The National Music Publishers’ Association has presented Taylor Swift with the 2021 Songwriter Icon Award. The award was presented by NMPA CEO and President David Israelite. In her acceptance speech, the Grammy Award-winning musician thanked her collaborators both in the studio and back in her middle school classrooms.
At the virtual event, Swift said: “I want to take a moment to thank the people who were my professors, my teachers, of the craft of songwriting. First of all, anyone who wrote with me in Nashville when I was in like eighth or ninth grade, that is insane that you did that. I am so lucky that I got to learn from some of the best writers on Music Row.”
Swift’s debut album Taylor Swift arrived in 2006 when the singer was 15 years old. It featured the notable singles “Tim McGraw” and “Teardrops on My Guitar,” both of which were co-written by country music songwriter Liz Rose.

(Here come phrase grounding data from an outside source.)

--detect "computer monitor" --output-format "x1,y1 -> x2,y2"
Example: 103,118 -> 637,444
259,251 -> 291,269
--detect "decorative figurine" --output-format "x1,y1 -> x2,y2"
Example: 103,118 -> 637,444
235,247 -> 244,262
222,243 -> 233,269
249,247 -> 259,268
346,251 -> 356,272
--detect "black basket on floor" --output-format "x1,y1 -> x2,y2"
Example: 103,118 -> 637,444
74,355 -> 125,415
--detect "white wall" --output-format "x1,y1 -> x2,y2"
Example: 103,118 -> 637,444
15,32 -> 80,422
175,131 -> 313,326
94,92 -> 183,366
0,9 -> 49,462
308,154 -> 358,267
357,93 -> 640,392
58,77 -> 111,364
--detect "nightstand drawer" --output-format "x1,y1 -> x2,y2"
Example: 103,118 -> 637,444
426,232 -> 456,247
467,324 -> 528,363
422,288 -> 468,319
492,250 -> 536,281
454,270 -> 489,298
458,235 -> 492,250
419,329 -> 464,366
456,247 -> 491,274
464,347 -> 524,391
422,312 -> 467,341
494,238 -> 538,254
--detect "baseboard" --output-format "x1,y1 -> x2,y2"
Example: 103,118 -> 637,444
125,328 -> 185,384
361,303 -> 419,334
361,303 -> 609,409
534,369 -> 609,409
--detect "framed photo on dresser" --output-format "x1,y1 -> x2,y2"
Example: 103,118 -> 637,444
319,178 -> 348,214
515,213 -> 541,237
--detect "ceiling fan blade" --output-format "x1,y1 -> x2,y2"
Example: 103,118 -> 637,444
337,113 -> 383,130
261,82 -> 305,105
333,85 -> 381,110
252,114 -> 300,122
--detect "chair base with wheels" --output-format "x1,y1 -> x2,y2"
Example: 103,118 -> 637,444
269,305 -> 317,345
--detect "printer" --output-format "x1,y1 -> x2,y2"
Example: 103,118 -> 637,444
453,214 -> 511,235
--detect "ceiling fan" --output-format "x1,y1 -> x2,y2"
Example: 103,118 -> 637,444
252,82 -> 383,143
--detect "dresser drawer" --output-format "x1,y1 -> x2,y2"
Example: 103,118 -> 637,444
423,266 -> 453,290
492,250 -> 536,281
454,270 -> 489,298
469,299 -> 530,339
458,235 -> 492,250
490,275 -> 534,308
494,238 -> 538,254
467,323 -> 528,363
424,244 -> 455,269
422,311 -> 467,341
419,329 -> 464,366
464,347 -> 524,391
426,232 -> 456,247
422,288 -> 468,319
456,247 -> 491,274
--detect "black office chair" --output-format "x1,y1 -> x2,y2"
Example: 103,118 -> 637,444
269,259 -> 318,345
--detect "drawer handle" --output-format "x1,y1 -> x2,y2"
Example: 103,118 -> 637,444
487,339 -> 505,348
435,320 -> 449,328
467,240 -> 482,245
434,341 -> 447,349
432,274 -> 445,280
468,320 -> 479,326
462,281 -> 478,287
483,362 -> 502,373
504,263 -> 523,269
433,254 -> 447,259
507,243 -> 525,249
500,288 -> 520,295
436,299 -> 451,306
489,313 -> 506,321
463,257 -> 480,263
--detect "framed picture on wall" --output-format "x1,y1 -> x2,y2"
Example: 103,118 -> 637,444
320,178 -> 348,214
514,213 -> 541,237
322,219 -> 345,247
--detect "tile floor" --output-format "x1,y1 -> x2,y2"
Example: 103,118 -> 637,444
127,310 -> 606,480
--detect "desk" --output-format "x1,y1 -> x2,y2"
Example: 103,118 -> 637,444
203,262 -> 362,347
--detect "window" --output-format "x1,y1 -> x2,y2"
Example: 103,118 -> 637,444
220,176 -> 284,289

“Liz Rose is someone who spent hours and hours and hours with me when there was absolutely no sign that anything would happen in my career,” Swift shared in her speech. “My dance card was not full, I was 14, and she wrote with me so many times and taught me how to edit my ideas down to something more concise that packed an emotional punch.”

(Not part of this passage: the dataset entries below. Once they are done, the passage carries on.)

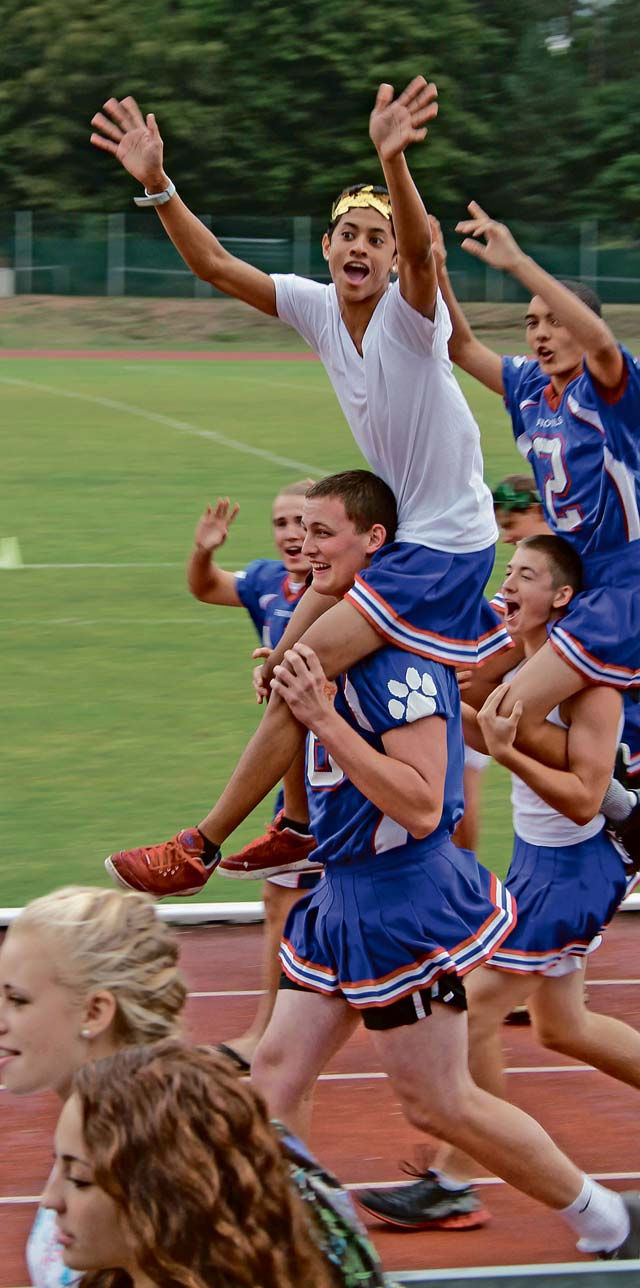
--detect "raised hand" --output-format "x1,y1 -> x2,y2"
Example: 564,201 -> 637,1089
90,97 -> 166,189
477,682 -> 523,761
193,499 -> 240,553
455,202 -> 523,273
369,76 -> 438,162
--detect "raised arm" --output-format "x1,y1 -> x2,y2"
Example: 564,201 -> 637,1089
90,97 -> 277,316
457,202 -> 623,388
368,77 -> 439,319
186,499 -> 242,606
428,215 -> 504,394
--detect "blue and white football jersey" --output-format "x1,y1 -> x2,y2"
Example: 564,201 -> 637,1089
306,647 -> 464,867
234,558 -> 306,646
502,347 -> 640,559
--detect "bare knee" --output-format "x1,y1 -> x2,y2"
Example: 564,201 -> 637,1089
532,1012 -> 582,1055
262,880 -> 285,923
252,1030 -> 307,1114
398,1075 -> 474,1140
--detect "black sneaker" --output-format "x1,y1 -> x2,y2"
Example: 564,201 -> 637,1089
598,1192 -> 640,1259
356,1171 -> 490,1231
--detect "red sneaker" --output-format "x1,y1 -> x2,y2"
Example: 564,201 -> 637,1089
218,811 -> 322,880
104,828 -> 220,897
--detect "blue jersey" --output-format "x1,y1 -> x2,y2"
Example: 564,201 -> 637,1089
502,347 -> 640,560
235,559 -> 306,646
306,648 -> 464,868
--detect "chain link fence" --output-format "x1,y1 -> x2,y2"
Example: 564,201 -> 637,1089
1,211 -> 639,303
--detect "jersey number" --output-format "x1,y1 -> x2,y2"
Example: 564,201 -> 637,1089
531,436 -> 582,532
307,734 -> 343,788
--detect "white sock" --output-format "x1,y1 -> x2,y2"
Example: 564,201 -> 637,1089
601,780 -> 637,823
561,1177 -> 630,1253
431,1168 -> 471,1192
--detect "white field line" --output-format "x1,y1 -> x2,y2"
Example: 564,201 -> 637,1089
4,1172 -> 640,1207
18,562 -> 184,569
1,616 -> 239,627
121,364 -> 333,395
0,375 -> 329,475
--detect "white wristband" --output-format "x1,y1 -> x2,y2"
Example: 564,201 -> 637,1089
134,179 -> 176,208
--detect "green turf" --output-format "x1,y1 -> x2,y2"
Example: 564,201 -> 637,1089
2,354 -> 522,906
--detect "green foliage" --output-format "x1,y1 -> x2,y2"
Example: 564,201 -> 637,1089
0,0 -> 637,227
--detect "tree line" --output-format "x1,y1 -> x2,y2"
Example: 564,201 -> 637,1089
1,0 -> 638,236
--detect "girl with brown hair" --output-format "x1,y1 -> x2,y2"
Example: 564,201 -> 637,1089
43,1039 -> 385,1288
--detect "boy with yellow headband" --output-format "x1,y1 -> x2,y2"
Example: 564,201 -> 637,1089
91,78 -> 510,894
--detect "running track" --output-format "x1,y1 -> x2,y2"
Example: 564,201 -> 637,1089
3,915 -> 640,1284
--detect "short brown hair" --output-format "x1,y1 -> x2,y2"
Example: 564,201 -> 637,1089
306,470 -> 397,542
518,534 -> 583,593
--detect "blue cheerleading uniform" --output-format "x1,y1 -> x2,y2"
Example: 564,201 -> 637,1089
279,646 -> 516,1010
234,558 -> 306,647
502,349 -> 640,687
487,681 -> 639,976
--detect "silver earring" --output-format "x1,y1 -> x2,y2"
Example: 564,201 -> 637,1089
81,1028 -> 91,1039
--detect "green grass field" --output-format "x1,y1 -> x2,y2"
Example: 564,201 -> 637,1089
5,299 -> 639,908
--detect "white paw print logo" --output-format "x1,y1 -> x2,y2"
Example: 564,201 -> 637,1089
387,667 -> 437,722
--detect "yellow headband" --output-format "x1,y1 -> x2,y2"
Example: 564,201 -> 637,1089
330,186 -> 392,223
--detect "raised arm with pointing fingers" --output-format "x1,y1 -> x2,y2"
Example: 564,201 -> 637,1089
90,97 -> 277,315
456,201 -> 622,389
427,212 -> 504,393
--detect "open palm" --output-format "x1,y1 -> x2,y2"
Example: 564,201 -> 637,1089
369,77 -> 438,161
90,97 -> 164,188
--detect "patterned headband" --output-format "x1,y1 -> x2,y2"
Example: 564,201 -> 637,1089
330,185 -> 393,222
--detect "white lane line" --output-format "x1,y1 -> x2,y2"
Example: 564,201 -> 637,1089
4,1172 -> 640,1206
18,562 -> 183,569
0,1065 -> 597,1097
316,1066 -> 595,1081
0,1195 -> 42,1204
345,1171 -> 640,1192
0,1067 -> 600,1095
189,989 -> 262,998
186,980 -> 640,998
1,616 -> 239,627
0,376 -> 329,475
585,979 -> 640,986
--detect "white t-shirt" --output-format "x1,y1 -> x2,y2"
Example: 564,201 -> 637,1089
506,664 -> 605,847
272,275 -> 498,552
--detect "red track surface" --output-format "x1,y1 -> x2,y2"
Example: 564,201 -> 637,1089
3,914 -> 639,1284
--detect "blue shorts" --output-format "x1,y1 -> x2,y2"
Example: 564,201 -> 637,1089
487,831 -> 639,975
279,841 -> 516,1009
345,541 -> 512,667
622,693 -> 640,781
548,546 -> 640,689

As she made her transition from country star to pop icon, Swift began working with huge figures in the genre including hitmakers Max Martin and Shellback, who she says taught her important lessons about melody. On 1989, the singer began working with Jack Antonoff who she refers to as “such a wonderful creator and such a nurturing presence.” She later thanked Aaron Dessner of The National who made great contributions to her most recent albums Folklore and Evermore.
“I think any songwriter will tell you when you get an idea, you’re not quite sure where it floated down from, but if you can grab onto that idea and turn it into something, a piece of music, that’s where craftsmanship comes in,” Swift said later in her speech. “And that’s where you have the opportunity to learn and to nurture that craft.”